Sir Reginald Carson unterbrach ihn. »Fantasien«, sagte er bedauernd, »nichts als Fantasien. Ich weiß, sogar die ›Daily News‹ haben solches angedeutet, als unsere Gesellschaft eine verhältnismäßig hohe Belohnung ausschrieb –«

»Kenne ich«, sagte Prokop rasch, aus Besorgnis, der langsame Lord könnte nun davon zu reden beginnen.
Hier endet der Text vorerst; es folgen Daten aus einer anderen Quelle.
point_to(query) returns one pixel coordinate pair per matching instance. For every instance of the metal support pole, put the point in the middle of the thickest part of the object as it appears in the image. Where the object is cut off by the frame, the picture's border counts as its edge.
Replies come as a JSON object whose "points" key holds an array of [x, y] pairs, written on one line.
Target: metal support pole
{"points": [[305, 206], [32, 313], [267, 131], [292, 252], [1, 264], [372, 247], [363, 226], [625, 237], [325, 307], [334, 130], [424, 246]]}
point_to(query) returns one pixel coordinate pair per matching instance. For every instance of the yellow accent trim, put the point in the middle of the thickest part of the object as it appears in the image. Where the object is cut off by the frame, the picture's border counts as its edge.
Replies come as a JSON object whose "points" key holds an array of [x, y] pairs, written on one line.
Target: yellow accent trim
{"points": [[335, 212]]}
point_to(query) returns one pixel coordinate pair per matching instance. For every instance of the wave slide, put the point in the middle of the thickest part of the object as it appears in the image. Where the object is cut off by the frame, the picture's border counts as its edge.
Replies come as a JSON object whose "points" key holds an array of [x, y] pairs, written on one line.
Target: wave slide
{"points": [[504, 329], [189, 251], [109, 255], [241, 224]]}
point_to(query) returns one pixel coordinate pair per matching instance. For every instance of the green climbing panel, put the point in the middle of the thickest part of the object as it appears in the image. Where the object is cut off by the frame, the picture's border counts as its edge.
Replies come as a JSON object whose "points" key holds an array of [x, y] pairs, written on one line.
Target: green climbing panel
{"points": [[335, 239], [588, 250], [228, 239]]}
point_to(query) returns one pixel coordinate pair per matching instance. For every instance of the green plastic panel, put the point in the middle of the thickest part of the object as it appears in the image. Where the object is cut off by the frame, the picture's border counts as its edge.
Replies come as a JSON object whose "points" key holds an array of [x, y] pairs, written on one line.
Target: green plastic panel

»Ja. Nichts als Fantasie. Die ganze Sache hat lediglich geschäftlichen Hintergrund. Irgend jemand hat Interesse daran, die Unzuverlässigkeit unserer Stationen zu beweisen, Sie verstehen? Leider vermögen unsere Rezeptoren und – eh – Kohärer nicht die besondere Art von Wellen festzustellen, mit deren Hilfe diese Störungen herbeigeführt werden. Da wir Nachrichten erhalten haben, daß Sie eine Substanz oder Chemikalie besitzen, die sehr, sehr bemerkenswert auf jene Störungen reagiert –«

»Von wem haben Sie diese Nachrichten?«

»Von Ihrem Mitarbeiter, Herrn – eh – Herrn Tomesch. Mister Tomesch, stimmt es?« Der langsame Gentleman suchte unter seinen Papieren einen Brief. »Dear Sir«, las er mit einiger Anstrengung, »ich finde in den Zeitungen die Ausschreibung einer Belohnung usw. Da ich derzeit Balttin, wo ich an einer Erfindung arbeite, nicht verlassen kann und sich andererseits eine Angelegenheit von solcher Tragweite unmöglich schriftlich erledigen läßt, bitte ich, meinen Freund und langjährigen Mitarbeiter Mr. Ing. Prokop in Prag ausforschen zu lassen, der einen neu erfundenen Stoff, Krakatit genannt, besitzt, das Tetrargon eines bestimmten Bleisalzes, dessen Synthese unter spezifischen Einwirkungen von Hochfrequenzstrom hergestellt wird. Krakatit reagiert, wie genaue Versuche beweisen, auf die unbekannten Störwellen mit starker Explosion; woraus sich von selbst die entscheidende Bedeutung dieses Stoffes zur Erforschung der genannten Wellen ergibt. Mit Rücksicht auf die Wichtigkeit dieser Sache setze ich in meinem und im Namen meines Freundes voraus, daß die ausgeschriebene Belohnung entsprechend er-erhö- . . .« Sir Carson hüstelte. »Das wäre so ziemlich alles«, sagte er. »Bezüglich der Belohnung wäre ein separates Übereinkommen zu treffen. Unterschrift: Mr. Tomesch, Balttin.«

»Hm«, meinte Prokop, dem ein ernster Verdacht aufstieg, »daß eine so private – unzuverlässige – fantastische Nachricht der Marconi–Gesellschaft genügen sollte, um –«

»Beg your pardon«, wandte der lange Herr ein, »es sind uns natürlich sehr genaue Berichte über gewisse Versuche in Balttin zugegangen –«

»Aha. Von einem sächsischen Laboranten?«

»Nein. Von unserem eigenen Vertreter. Ich lese es Ihnen gleich vor.« Sir Carson kramte wieder in seinen Papieren. »Ja, da ist es. ›Dear Sir, den hiesigen Stationen ist es bisher nicht gelungen, die bekannten Störungen zu beseitigen. Versuche mit erhöhten Sendeenergien versagten vollständig. Ich erhielt die vertrauliche und zuverlässige Nachricht, daß das Militärinstitut in Balttin ein Quantum eines gewissen Stoffes erworben hat –‹«

Es klopfte. »Herein!« sagte Prokop. Der Kellner brachte eine Besuchskarte. »Ein Herr läßt bitten –«

Auf der Karte stand:

Ing. Carson

Balttin

»Der Herr möge hereinkommen«, sagte Prokop nun sehr aufgeräumt, wobei er die Zeichen des Protestes von Seiten Sir Carsons geflissentlich übersah.

Gleich darauf trat Herr Carson mit fahlem, unausgeschlafenem Gesicht ein und eilte, seiner Freude laut Ausdruck gebend, auf Prokop zu.